The Hub, which was once familiar in its dimly lit shabbiness, feels like an alien environment now, haunted by the absence of what should be there, but isn’t. Only a few days ago, it was full of noise and laughter, the staccato tapping of graceful fingers on keyboards, the metallic clatter of medical implements in the tiled and brightly illuminated autopsy bay, voices calling back and forth, exchanging friendly banter and sarcastic complaints…
Now an uncomfortable silence holds sway, the inhabitants moving around like ghosts, speaking in whispers and trying to walk softly so as not to disturb the unnatural stillness. There’s no laughter, only muffled sobs and ragged breathing. Ianto feels like an intruder as he goes about his routine tasks, a jigsaw piece that doesn’t fit because it’s somehow ended up in the wrong puzzle box. He’s cold and brittle on the outside, achingly empty inside.
Jack only leaves his office when there’s a Rift alert, or Weevils to be dealt with. The rest of the time, he sits at his desk, pretending to be busy but mostly just staring into space at nothing. Or perhaps he sees ghosts. The Hub was surely haunted long before now, but the presence of unseen spectres has never felt so immediate, or so personal.

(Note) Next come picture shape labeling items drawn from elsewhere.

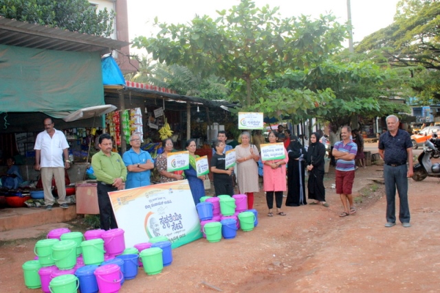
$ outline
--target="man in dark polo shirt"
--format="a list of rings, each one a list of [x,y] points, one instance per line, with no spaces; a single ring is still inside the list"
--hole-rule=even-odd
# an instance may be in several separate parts
[[[98,180],[100,226],[104,230],[118,228],[108,192],[122,189],[127,174],[122,158],[117,152],[111,152],[112,145],[111,137],[108,133],[101,134],[99,137],[101,150],[91,157],[91,167]]]
[[[410,134],[399,129],[399,118],[386,117],[388,130],[379,138],[379,155],[384,159],[384,178],[386,192],[386,227],[396,224],[396,187],[400,199],[399,220],[404,227],[410,227],[408,203],[408,178],[412,176],[412,143]],[[408,167],[406,162],[408,161]]]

Gwen mostly huddles on the sofa, visiting her workstation only when she needs to use a computer. Sometimes she slinks about ineffectually trying to do things with her head bowed and shoulders hunched, sodden tissues clutched in her hand. Ianto had to stock up at the supermarket when he went out to fetch lunch that nobody ate.
Ianto… He does everything that no one else can face doing, but hasn’t that always been the case? He’s the General Support Officer, among other titles; it’s literally his job to support everyone else. So he files reports, and he cleans, and he feeds the inmates in the cells, and he makes the coffee. He comforts Gwen, and fusses over Jack, and tries to pretend he isn’t just as broken as his two remaining colleagues. He hides his own feelings away behind a mask of quiet efficiency, just the way he did when he first joined the team, and if anyone notices, they don’t say anything. At least not during work hours.
After Gwen goes home at night to her husband’s comforting arms, Ianto and Jack cling together in Jack’s cot, in the darkness of his bunker, and try to pretend that the rest of the Hub, the rest of the world, doesn’t exist. They don’t talk much, what is there to say? Words are inadequate anyway. Eventually, Ianto sleeps and Jack keeps watch over him, until it’s time to get up and start all over again.
How long will it be before the emptiness starts to feel normal? Before Ianto finds himself making just three cups of coffee, instead of four, or five? Before he remembers not to reach for the green tea? Before he feels able to inventory the contents of the med bay? Before he can look at empty chairs and abandoned computers without flinching?
Four days and counting. He, and Jack, and Gwen, rattle around the Hub like loose components of a machine that used to run smoothly and efficiently, but is now irreparably damaged, limping along as it continues trying to fulfil its purpose as best it can. Ianto’s not sure if any of them can be fixed, doesn’t know if they should even try.
It’s much too soon to consider trying to replace the missing pieces, the gaping holes they left behind are still too raw. This isn’t like after Suzie, when Jack immediately plugged the gap to keep the team from fracturing; the wounds run too deep this time, and even though Ianto has cleaned, and scrubbed, and made repairs, he knows he’s done nothing more than paper over the cracks. But what else can he do?
He washes mugs, makes more coffee, delivers it to people who barely notice, and never mention that it isn’t up to his usual high standards. He skirts around the empty workstations without looking at them, avoids the med bay completely, escapes the too-quiet Hub as soon as he can, taking refuge in the even quieter archives where at least the silence is normal. And he wonders if it will ever stop hurting.